Now look, I gotta pick my battles here: I can’t teach you all of the intricacies of autoparameterization and trivial optimization inside one blog post.
Let’s set that aside, and keep going by building a stored procedure.
Put that same query in a stored procedure, and magic happens.
Instead of passing the literals in directly from the app, let’s make a stored procedure. Making a proc isn’t the only way of fixing this problem by any means, but it’s just a way of fixing it:
CREATE OR ALTER PROC dbo.usp_GetUser
@Location NVARCHAR(100), @DisplayName NVARCHAR(40) AS
WHERE Location = @Location
AND DisplayName = @DisplayName;
EXEC usp_GetUser N'San Diego, CA, USA', N'Brent Ozar';
Now the logical reads tell a different story:
Table 'Users_partitioned'. Scan count 1, logical reads 4
And while the actual execution plan looks the same at first, showing a clustered index seek:
Look at the clustered index seek’s properties, and it shows that we only accessed 1 partition (partition count), partition #20:
And it isn’t because this query got full optimization, either!
It’s still trivial. That’s kinda wild.
The morals of the story are NOT:
- “You should put every query in a stored proc”
- “You should use variables”
- “You should add complexity to your queries to make them get full optimization”
The morals of the story ARE:
- Just because you see a clustered index seek on a partitioned table doesn’t mean it really seeked into one specific area.
- Partition elimination investigation requires looking at partitioned tables in a query plan and checking to see how many partitions were accessed.
- Just because you should get partition elimination doesn’t mean you will.
- Just because you do get parameterization in a stored procedure doesn’t mean you will get it everywhere that you run a similar query.
- Partitioning really isn’t a query performance feature: it’s a maintenance feature, making data loading & index maintenance easier, especially for columnstore tables. This whole article just plain ol’ wouldn’t have mattered on a non-partitioned index at all: we would have gotten a plain ol’ clustered index seek, less logical reads, and faster plan compilations.
- You can get faster query performance with table partitioning – but in most of the shops where I see it, it’s making query performance worse, and we have to put additional work in just to get equivalent query performance that a non-partitioned table would get.
I said you couldn’t flame me for the partition design on this table, but…you’re totally allowed to flame me for that last bullet point. That’s fair game.
I’ve worked with partitions. You ALSO have to be careful about data types. Comparing SmallDatetime to DateTime for instance is NOT GOOD.

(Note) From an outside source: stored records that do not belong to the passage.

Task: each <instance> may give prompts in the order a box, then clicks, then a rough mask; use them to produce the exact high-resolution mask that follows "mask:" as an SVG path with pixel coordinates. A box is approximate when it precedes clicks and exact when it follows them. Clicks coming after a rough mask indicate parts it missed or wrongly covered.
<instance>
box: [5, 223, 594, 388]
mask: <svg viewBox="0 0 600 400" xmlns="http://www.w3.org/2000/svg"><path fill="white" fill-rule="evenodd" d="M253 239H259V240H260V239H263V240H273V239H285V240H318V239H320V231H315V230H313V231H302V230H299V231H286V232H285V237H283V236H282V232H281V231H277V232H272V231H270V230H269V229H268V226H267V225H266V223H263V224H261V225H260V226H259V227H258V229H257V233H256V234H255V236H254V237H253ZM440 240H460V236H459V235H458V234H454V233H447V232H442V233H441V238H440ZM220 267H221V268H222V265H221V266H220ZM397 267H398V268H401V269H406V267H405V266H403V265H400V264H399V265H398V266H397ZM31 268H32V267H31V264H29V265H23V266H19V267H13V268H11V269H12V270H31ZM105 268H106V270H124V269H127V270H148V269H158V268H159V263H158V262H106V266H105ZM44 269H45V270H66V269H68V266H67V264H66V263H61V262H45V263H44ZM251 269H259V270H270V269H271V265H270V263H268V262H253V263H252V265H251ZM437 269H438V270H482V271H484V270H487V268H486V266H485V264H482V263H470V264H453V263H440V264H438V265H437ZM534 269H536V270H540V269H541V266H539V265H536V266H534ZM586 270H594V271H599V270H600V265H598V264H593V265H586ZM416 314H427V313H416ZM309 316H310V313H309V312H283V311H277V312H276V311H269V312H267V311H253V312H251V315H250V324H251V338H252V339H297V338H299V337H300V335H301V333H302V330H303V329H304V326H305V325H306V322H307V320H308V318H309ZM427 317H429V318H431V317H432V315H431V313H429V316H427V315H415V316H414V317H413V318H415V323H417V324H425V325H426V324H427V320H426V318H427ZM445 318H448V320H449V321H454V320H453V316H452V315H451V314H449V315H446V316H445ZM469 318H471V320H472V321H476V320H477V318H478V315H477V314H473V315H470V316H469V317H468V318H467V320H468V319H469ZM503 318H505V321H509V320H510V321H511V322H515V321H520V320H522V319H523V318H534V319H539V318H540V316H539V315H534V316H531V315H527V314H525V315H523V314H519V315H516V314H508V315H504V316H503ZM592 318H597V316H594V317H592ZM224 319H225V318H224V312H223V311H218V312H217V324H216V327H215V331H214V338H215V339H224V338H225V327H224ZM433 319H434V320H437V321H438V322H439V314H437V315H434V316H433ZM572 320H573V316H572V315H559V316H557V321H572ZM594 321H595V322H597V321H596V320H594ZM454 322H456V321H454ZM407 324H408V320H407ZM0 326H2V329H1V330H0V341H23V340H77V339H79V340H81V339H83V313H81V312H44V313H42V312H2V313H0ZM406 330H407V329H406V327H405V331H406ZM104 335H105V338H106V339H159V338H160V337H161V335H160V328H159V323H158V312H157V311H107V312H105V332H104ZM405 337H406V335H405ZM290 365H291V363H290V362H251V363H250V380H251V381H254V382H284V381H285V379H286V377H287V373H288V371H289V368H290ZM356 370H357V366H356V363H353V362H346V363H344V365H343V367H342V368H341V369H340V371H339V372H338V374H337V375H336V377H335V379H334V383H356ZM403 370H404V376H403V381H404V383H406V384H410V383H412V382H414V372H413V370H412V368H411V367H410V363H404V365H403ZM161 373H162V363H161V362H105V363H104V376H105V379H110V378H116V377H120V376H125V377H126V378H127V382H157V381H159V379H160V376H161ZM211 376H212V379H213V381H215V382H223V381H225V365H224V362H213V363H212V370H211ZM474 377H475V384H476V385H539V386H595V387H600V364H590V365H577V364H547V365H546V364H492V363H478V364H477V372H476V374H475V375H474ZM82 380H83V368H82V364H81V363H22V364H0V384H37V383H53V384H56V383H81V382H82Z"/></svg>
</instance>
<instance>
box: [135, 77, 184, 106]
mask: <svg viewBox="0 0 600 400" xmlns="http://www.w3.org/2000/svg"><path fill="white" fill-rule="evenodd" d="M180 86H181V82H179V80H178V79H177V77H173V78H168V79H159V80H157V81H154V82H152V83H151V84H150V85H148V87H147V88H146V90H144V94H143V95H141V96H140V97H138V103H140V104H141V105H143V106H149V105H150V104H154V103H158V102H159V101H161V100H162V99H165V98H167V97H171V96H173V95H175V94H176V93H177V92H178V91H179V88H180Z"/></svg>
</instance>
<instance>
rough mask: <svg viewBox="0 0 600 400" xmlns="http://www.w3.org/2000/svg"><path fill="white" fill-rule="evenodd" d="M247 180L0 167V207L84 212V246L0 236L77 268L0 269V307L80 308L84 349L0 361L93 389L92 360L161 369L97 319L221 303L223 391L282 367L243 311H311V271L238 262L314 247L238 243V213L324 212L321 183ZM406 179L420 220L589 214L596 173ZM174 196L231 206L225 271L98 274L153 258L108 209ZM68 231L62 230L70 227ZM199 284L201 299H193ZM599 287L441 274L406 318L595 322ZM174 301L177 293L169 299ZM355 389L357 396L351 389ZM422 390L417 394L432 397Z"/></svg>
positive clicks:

Actually, I agree completely with Brent. In all cases where my clients have used partitioning it was for data retention issues — not performance. Now, if we could just get Microsoft to have different fill factors per partition…..
One thing I’ve noticed: If you partition by date, you need not include the date field in the index. For other data types (integers specifically tested), it is required, and I would believe Brent’s varchar example. Any thoughts on why the date does not require it to be in the index? I see it hit one partition from the proc just as noted above, when the primary key (and only index) is the identity column.
Doug – for general questions, head to a Q&A site like https://dba.stackexchange.com. (Sorry, I just can’t do free Q&A here due to the volume of questions.) Thanks for understanding.
Another use for partitioning worth mentioning is to avoid deadlocks in a heavily-updated multi-tenant database. You can prevent table-level locks being taken using SET LOCK_ESCALATION = AUTO which limits escalation to the level of a tenant’s partition, as long as queries are properly constructed to include the partition key.